A fire at Buckingham Palace on the eve of the Queen’s Golden Jubilee weekend celebrations was caused by an electric heater brought in to tackle dry rot, emergency services said today.
The blaze, on June 2, broke out above the East Gallery in the west wing of the monarch’s London residence as performers rehearsed for the Party at the Palace pop concert.
An investigation carried out by London Fire Brigade and the Metropolitan Police has ruled out foul play and found that the fire started accidentally.
Officials said in a joint statement: "The cause of the fire was found to be the ignition of rot mould which caught fire in the drying out process during dry rot treatment."
Smoke billowing from a glass roof near the Palace ballroom caused pop stars including Eric Clapton, Phil Collins and Brian May to be evacuated from the Palace with Royal staff and concert organisers.
More than 100 firefighters eventually brought the flames under control after about 75 minutes.
Most of the damage was to carpets and came from burst pipes and water used to fight the flames.
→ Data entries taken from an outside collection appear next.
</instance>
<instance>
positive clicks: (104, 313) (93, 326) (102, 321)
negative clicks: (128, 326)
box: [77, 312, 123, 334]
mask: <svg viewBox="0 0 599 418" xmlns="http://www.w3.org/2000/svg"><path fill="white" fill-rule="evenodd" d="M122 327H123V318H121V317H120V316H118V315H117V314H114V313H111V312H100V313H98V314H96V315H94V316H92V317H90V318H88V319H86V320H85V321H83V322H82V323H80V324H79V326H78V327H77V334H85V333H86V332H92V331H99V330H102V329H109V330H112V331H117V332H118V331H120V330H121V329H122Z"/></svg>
A glazed ceiling and a plaster ceiling were also affected.
A Buckingham Palace spokesman said: ‘‘Naturally, this was an unfortunate accident which occurred at a very bad time.
‘‘But fortunately, the automatic fire detection system and the fire compartmentation installed by the Royal Household limited the damage.
A structural survey has not yet been completed but the fire has not affected the use of the State Rooms, he added.